I've just bought an O&W Cougar and after a bit of adjusting the regulator its keeping excellent time.

The down side is that one of the end pieces from the original bracelet is missing and the bezel has lost it's clicks and revolves too freely.

Has anyone any tips?

Edit, spelling correction has changed Cougar to Code Name.


----------



## mach 0.0013137 (Jan 10, 2005)

I`ve edited the title for you :wink2:


----------



## Davey P (Sep 9, 2010)

Is anybody else out there disappointed about the content of this thread after reading the title...? Just me then?


----------



## mach 0.0013137 (Jan 10, 2005)

Davey P said:


> Is anybody else out there disappointed about the content of this thread after reading the title...? Just me then?
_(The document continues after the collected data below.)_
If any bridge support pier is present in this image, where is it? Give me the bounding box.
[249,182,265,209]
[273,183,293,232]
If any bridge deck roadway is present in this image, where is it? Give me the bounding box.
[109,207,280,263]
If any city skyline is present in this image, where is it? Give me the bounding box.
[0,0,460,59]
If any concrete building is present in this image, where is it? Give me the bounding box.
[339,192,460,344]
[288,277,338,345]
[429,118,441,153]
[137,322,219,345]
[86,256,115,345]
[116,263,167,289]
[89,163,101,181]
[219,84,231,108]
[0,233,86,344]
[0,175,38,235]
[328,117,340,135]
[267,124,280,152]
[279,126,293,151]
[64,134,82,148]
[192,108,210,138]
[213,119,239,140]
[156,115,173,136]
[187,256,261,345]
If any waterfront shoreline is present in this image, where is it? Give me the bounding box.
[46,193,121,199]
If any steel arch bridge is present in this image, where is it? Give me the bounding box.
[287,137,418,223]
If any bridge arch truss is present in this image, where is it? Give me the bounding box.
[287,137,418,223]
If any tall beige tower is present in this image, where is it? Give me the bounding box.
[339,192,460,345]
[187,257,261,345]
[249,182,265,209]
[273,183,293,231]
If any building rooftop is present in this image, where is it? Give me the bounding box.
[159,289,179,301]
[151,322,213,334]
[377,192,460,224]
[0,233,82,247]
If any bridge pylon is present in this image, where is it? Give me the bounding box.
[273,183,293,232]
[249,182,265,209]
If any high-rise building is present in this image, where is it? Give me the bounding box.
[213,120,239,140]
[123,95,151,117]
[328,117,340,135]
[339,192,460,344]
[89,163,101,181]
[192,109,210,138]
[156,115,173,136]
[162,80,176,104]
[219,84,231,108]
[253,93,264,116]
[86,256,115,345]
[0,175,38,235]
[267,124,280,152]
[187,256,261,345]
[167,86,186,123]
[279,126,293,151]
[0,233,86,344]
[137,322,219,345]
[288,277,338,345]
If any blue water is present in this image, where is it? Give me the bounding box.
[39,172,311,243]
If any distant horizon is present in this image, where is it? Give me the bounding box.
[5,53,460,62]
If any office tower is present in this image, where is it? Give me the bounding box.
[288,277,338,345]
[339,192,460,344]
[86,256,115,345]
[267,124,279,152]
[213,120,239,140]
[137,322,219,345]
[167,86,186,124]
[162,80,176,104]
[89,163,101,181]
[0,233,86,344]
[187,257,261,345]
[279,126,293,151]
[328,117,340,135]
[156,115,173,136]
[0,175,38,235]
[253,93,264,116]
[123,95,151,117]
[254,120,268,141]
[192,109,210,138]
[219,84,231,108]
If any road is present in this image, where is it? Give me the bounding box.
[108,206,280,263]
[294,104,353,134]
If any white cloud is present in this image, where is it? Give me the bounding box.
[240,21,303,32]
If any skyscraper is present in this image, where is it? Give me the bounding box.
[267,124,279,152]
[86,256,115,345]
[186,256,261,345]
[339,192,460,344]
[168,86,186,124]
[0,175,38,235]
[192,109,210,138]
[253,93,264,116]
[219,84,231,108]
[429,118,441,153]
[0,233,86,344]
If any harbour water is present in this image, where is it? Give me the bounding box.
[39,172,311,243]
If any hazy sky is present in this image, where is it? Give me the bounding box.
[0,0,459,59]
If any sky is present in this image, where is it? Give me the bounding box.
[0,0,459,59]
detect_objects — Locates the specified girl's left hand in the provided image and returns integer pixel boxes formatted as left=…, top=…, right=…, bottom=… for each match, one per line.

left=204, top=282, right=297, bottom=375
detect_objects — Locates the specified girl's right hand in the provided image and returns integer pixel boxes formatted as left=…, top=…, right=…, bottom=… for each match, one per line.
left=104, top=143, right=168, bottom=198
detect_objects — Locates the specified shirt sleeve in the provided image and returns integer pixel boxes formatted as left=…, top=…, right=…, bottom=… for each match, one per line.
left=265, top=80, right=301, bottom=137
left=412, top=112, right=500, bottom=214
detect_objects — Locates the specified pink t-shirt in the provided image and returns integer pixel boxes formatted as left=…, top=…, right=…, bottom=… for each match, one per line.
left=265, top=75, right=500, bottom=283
You dirty, dirty old man...










:lol:


----------



## danoafc (Sep 27, 2012)

Davey P said:


> Is anybody else out there disappointed about the content of this thread after reading the title...? Just me then?


+1 :lol:


----------



## Guest (Apr 16, 2013)

And its for this very reason that in spite of it being a lovely looking watch I could never buy one. Imagine walking in saying "Just got myself a lovely little cougar on my arm"


----------



## mel (Dec 6, 2006)

At my age, a cougar would have to be at least over ninety, maybe even a hundred ldman:

:sadwalk:


----------



## luddite (Dec 11, 2009)

mach 0.0013137 said:


> I`ve edited the title for you :wink2:


Perhaps I would get more sensible answers if you changed it back.


----------



## Rotundus (May 7, 2012)

have you asked Roy if he has anything tucked away in a box somewhere?


----------



## mach 0.0013137 (Jan 10, 2005)

luddite said:


> mach 0.0013137 said:
> 
> 
> > I`ve edited the title for you :wink2:
> ...


Maybe, but it`s more fun this way :lol:


----------